Character usage (original) (raw)
Find non-ASCII characters used by a given language, or languages that use a given non-ASCII character. While largely correct, the information may not all be 100% reliable. Please read the notes below. Click on green characters to learn what they are.
Usage notes
Updated Sun 21 Jul 2019 • tags counterstyles, scriptnotes, apps
This page allows you to track the correspondences between languages and non-ASCII Unicode characters. It isn't claimed that this list is exhaustively correct, so you should treat it as an approximation. Much of the initial information was derived from CLDR and/or the Unicode site's UDHR transcripts. However, languages that cite GitHub in the list of sources are generally more reliable, since they are based on research.
To note:
- ASCII characters are ignored.
- Characters listed after a + sign are infrequently used.
- Where CLDR and UDHR are the primary sources, auxiliary characters from CLDR are shown as 'infrequent'. Every character that appears in a UDHR transcription is shown.
- Characters shown for a language include all characters produced by applying uppercase, lowercase, NFC, and NFD to the set of characters attributed to that language.
- As mentioned above, the data is expected to be largely correct, but not 100%. Note that CLDR source data is often not completely correct. In particular, data that is based on UDHR alone may be missing characters, just because they don't occur in that text (especially for scripts with a large syllabic repertoire). So the data should be treated with care. However, the data should be mostly correct, and I intend to fix it where errors come to light.

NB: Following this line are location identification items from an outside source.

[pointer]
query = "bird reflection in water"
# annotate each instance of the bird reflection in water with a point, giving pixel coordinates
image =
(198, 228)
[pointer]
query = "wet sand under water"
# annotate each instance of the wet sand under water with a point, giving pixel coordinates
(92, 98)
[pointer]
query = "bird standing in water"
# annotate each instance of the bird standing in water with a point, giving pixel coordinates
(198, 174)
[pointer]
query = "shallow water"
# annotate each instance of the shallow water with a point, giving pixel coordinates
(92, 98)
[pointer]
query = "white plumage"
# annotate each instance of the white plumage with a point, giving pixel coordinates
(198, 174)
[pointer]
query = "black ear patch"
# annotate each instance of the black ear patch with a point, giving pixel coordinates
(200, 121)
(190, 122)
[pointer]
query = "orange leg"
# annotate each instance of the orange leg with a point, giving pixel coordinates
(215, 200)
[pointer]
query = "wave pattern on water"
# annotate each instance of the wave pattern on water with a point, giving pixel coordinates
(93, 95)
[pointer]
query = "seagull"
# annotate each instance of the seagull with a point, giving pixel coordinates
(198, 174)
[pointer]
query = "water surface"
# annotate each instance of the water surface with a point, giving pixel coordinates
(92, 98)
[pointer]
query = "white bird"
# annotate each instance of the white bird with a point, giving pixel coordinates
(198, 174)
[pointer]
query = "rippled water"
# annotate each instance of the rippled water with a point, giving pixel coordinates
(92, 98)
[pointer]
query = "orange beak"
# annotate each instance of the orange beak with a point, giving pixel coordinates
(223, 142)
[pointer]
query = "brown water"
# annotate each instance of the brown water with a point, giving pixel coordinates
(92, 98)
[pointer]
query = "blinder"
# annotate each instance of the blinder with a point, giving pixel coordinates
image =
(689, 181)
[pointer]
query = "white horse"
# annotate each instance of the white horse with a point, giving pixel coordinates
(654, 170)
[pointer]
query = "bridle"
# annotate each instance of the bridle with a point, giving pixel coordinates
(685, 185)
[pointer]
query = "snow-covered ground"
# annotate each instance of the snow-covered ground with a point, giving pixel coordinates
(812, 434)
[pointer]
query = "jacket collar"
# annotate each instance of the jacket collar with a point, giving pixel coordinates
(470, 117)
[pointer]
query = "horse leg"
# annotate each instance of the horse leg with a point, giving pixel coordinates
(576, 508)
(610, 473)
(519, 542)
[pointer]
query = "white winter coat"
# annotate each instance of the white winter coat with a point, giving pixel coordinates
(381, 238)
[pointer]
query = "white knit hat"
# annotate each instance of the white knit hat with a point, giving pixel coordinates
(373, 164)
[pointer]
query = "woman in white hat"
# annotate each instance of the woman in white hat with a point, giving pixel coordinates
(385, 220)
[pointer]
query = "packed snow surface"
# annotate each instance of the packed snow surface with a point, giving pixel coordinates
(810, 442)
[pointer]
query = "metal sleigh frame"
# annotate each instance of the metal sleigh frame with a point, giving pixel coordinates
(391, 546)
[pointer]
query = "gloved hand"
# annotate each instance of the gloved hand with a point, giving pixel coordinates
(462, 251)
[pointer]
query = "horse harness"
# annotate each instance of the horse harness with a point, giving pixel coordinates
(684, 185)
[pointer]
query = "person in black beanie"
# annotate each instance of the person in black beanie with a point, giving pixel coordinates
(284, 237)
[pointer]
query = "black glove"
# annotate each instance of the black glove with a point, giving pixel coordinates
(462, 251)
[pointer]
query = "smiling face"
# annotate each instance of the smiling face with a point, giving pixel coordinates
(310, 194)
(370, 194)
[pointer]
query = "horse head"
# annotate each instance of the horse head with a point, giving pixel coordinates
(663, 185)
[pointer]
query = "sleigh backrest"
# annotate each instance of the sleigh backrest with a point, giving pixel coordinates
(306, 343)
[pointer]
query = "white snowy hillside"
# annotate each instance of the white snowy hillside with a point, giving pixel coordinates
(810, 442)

- The Native speakers row or column indicates the estimated number of native speakers for all the languages listed, in order to give a rough idea of the prevalence of that character. It doesn't represent the number of people who speak it as a second language, and often that is a multiple of the native speaker total. However, this number also represents speakers rather than literate users, so they are potential users of the character. Depending on the language, therefore, the figures may be low or at least conservative for speakers of many languages, and possibly high for speakers of some languages (typically small languages, or when using an alternate orthography).
- Chinese languages, Japanese, and Korean are not listed.
Tips:
- Mouse over the characters displayed to see their Unicode code point value and name. The icon allows you to view the characters on that row in a variety of other apps. The icon copies the characters on that row to the clipboard.
- If you don't have fonts for all the characters displayed, click on Convert to images. You can also change the font to one you have on your system, using the Change font to: control.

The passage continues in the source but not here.